Les dysfonctionnements kafkaïens de la plateforme numérique des demandes de titres de séjour, signalés à maintes reprises aux pouvoirs publics, entravent l’accès des personnes étrangères au marché du travail, aggravent leur précarisation et pénalisent lourdement les associations et les entreprises qui les accompagnent ou les emploient.
Dix associations ont déposé, le 27 mars, un recours devant le Conseil d’État pour « carence fautive » et enjoindre l’État à appliquer la loi sur l’Administration numérique des étrangers en France (ANEF). Cette plateforme de service public, obligatoire depuis 2021 pour 83% (1) des titres de séjour, était censée simplifier toutes les demandes de titres de séjour (première délivrance ou renouvellement). Ses dysfonctionnements massifs et récurrents en ont fait un outil à fabriquer de la précarité.

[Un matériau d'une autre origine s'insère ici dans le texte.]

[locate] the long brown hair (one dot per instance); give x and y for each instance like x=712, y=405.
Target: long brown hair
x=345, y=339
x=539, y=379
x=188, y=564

Depuis trois ans, les associations signalent les bugs de la plateforme qui ont pour conséquence de priver les personnes étrangères de la garantie d’une vie privée, familiale et professionnelle. Impossible d’effectuer plusieurs démarches simultanées, impossible de renouveler son attestation de prolongation d’instruction (API), impossible de signaler un changement de résidence ou de situation… Résultats : des parcours de vie brisés, des personnes empêchées de travailler, des entreprises privées de salarié·es, des associations qui s’épuisent dans des procédures dysfonctionnelles et des services préfectoraux qui peinent à débloquer des situations.
Une enquête de la Fédération des acteurs de la solidarité (FAS) auprès des associations adhérent·es et de ses partenaires a largement documenté ces constats : la majorité des associations a constaté que les personnes accompagnées avaient perdu leurs droits à France Travail et pour 45% leurs droits à l’emploi (rupture de contrat, interdiction de travailler…) (2). La Défenseure des droits a dénoncé « des atteintes massives aux droits des usagers » et formulé une série de dix recommandations, observant que plus de 30% des saisines relatives aux services publics avaient concerné, en 2023, les droits des personnes étranger.es, et donc l’ANEF (3).
Après plusieurs réunions avec le ministère de l’Intérieur, un courrier signé par les dix associations requérantes avait été envoyé au ministre le 17 décembre 2024 pour l’alerter et proposer une série de mesures correctives (4). 1 Dans un contexte inquiétant de stigmatisation des personnes étrangères, après la loi immigration et la circulaire Retailleau, le dispositif dysfonctionnel de l’ANEF est un frein à l’insertion sociale et économique des personnes étrangères, notamment des réfugiés. La dignité des personnes, le respect des engagement professionnels et bénévoles et le dynamisme des entreprises devraient pourtant conduire à un accès simplifié au séjour, à l’emploi et à l’intégration.